Ihre Installation befindet sich mitten in der Schausammlung mit Bildern unterschiedlichster Stilrichtungen aus dem letzten Jahrhundert. Fühlen Sie sich nicht deplaziert?
– Im Gegenteil. Mit Mondlicht betrachtet, verblassen ja die Stilunterschiede, der Blick fürs Wesentliche wird geschärft. Umgekehrt geben die Bilder dem Lunarium einen ästhetischen Kontext, in dem es seine Wirkung entfalten kann.
Wenn nun Museumsbesucher Gefallen an Ihrem Mondstudio finden, könnten Sie sich vorstellen, dass es zur Serienreife entwickelt wird?
– Warum nicht! Wenn Kunst die Anregung zu einem Gebrauchsgegenstand ist, finde ich das interessant.
Könnten Sie unseren Besuchern eine Empfehlung zum »richtigen« Umgang mit dem Lunarium geben?

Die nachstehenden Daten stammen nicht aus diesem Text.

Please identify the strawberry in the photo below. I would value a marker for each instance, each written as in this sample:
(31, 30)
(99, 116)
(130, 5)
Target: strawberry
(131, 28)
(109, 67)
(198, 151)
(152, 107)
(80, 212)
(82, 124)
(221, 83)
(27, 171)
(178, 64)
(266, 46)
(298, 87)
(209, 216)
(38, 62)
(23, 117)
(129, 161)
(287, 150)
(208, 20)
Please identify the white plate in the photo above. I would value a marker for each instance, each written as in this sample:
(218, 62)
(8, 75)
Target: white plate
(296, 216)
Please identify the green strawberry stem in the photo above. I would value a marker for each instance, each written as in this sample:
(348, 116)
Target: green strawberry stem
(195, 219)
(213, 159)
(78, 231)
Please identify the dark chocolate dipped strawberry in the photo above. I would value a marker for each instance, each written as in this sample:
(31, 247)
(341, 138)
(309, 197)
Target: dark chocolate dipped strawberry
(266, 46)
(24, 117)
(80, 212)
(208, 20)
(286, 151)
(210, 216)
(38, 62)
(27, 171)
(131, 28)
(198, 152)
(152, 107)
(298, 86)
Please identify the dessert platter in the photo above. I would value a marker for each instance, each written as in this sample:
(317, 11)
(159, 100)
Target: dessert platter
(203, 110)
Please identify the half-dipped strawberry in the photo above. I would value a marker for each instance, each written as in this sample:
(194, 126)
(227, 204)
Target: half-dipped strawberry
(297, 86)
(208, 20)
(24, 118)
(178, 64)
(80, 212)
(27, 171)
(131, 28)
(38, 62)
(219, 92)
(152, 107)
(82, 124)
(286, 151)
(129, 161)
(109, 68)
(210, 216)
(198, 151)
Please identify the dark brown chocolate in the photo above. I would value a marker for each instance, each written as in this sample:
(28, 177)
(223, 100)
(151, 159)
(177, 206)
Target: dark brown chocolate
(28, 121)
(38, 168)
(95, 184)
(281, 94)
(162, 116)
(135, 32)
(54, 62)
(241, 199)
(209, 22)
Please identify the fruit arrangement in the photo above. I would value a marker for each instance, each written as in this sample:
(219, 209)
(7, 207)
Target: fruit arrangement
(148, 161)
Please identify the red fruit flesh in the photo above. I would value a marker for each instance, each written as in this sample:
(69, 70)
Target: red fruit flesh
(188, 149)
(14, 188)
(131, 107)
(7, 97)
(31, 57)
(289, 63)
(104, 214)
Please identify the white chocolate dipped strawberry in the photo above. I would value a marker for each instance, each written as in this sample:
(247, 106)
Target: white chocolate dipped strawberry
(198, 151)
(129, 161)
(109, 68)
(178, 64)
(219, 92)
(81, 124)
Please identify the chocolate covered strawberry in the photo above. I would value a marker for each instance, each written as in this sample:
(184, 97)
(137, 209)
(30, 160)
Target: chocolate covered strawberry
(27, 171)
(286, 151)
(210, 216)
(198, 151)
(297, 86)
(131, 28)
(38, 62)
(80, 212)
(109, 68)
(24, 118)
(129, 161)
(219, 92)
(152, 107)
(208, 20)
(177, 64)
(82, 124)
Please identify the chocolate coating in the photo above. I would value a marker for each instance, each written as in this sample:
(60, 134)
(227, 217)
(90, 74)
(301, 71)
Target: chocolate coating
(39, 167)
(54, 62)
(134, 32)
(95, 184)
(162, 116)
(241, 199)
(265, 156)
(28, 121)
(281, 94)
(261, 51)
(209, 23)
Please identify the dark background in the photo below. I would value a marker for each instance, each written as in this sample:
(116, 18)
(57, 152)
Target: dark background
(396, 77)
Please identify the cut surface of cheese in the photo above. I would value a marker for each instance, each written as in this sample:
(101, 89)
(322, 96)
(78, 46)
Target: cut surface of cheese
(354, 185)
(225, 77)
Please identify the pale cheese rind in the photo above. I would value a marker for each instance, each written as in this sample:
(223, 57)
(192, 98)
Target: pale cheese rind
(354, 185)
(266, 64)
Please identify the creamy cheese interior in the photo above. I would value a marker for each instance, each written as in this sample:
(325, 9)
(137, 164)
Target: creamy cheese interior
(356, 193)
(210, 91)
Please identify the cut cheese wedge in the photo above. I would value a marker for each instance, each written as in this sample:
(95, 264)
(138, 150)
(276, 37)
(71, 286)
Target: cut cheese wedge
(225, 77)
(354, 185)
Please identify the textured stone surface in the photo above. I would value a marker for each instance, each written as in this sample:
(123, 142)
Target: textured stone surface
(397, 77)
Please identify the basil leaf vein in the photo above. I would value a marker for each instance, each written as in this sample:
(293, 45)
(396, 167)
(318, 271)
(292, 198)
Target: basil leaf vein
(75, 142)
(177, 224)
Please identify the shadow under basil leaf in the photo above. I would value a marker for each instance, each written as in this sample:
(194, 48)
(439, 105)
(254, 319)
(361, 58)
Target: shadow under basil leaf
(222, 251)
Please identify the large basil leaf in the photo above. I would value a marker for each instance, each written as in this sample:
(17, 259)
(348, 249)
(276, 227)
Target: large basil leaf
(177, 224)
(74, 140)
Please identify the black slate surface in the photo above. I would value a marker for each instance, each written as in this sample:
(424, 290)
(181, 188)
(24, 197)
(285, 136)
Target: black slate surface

– Das Lunarium ist rezeptfrei, jedenfalls in dem Sinn, dass jeder seinen eigenen Umgang damit bestimmen muss. Auch wer sich nicht selbst auf die Mondliege begibt, kann über das Lunarium Betrachtungen anstellen. Wer sich hinlegt, entscheidet selbst, wie weit er sich einlässt. Am besten keine Erwartungen haben und schauen, was passiert!